There are other instances of artificial trees that harness wind energy that have been built and installed in some cities. These trees can generate electricity from small spinning turbines and don’t require much wind to generate electricity. They do stand out though, and have rather large ‘leaves’ that only harvest wind energy.
A similar concept for a synthetic tree that can produce alternative energy through multiple channels is the TREEPOD. This concept has been proposed in Boston and aside from just creating energy, the tree could potentially clean the air. TREEPODS are aesthetically designed after the Dragon Blood Tree with a skyward facing canopy made of photovoltaics. The trees would have a system similar to the alveoli in our lungs that intakes CO2 and releases oxygen, ‘scrubbing’ the air of carbon dioxide.

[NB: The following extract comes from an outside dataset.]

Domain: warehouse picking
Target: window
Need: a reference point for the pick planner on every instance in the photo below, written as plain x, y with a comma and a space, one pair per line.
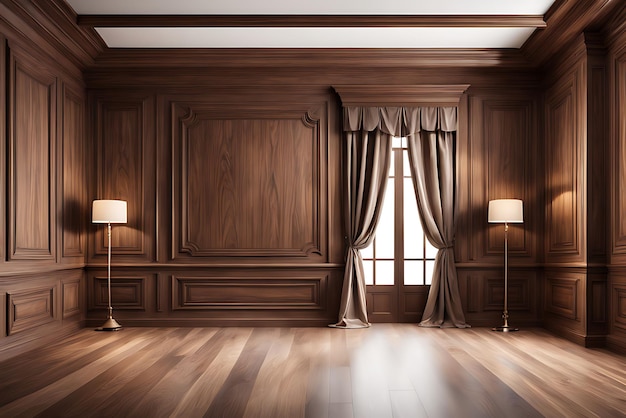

The primary function of these eco-friendly trees would be to clean the air, rather than generate electricity. The electricity from the solar panels on the canopy would power the air cleansing system. Like the piezoelectric trees, the TREEPODS would harness kinetic energy from a see-saw at the base for children to play on. The tree would be made from recycled synthetics and have a system of LEDs to provide light at night. Some think this might contribute to light pollution, but others argue that the benefits of clean air outweigh this already present issue in urban areas.
While these artificial trees are still just a concept, it seems like they could prove to be a great utility for cities. Aside from the issue of light pollution, some see their design as visually unappealing. Another might make the argument, ‘don’t organic trees do the same thing?’ The answer is yes, but these synthetic trees don’t require the time it takes for a tree to grow, they are supposedly more durable or easier to maintain, and are made of recycled plastic. Is this a unique futuristic concept or an unnecessary eyesore?